Published with an epigraph from José Alemany Bolufer’s 1921 translation of Antigone (lines 26- 36), La hojarasca documents the attempt by an aged colonel to bury a despised French doctor, whose body the community of Macondo has condemned to rot. Assuming, as the epigraph suggests, that García Márquez had read Bolufer’s translations and wished for readers to have Antigone in mind, I will present a close reading of La hojarasca that focuses on characterization and narrative technique, two features in which García Márquez’ indebtedness to Sophocles is particularly visible. Like Antigone, La hojarasca embodies in its characters the burdensome loneliness that accompanies personal accountability, in contrast to the imagined will of a community. The colonel, in whom García Márquez has fused the characters of Oedipus and Antigone, is accompanied by his reluctant daughter Isabel and her young son, who (she fears) may bear Macondo’s outrage for his grandfather’s actions. The narrative, which takes place in the doctor’s room during a single half-hour (2:30-3:00pm, on the day of his suicide), tracks the thoughts of these three characters, whose understanding of their errand forces them privately to confront the troubled history of Macondo. This temporal framework, which embellishes thirty minutes of plot with historical details and elaborate prophecies, is of course highly reminiscent of Antigone, whose Chorus consistently provides a broad temporal perspective complimentary to the drama’s brief episode.
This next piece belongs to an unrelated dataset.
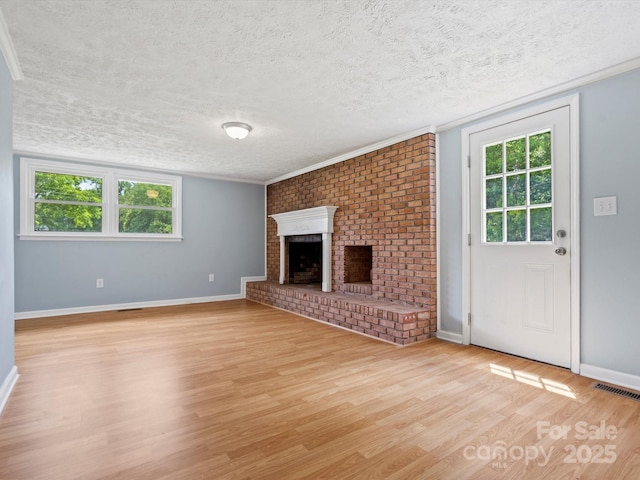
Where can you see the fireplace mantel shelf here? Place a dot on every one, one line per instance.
(310, 221)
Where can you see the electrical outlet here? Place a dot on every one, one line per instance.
(605, 206)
Analyzing the Sophoclean poetics of La hojarasca allows us to observe a formative encounter with Greek tragedy by one of the preeminent Latin American writers of the past century. As I will argue, the comparison with Bolufer’s Sophocles can teach us a great deal about the development of García Márquez’s unique narrative style and contribute significantly to the study of Classical receptions in Latin America.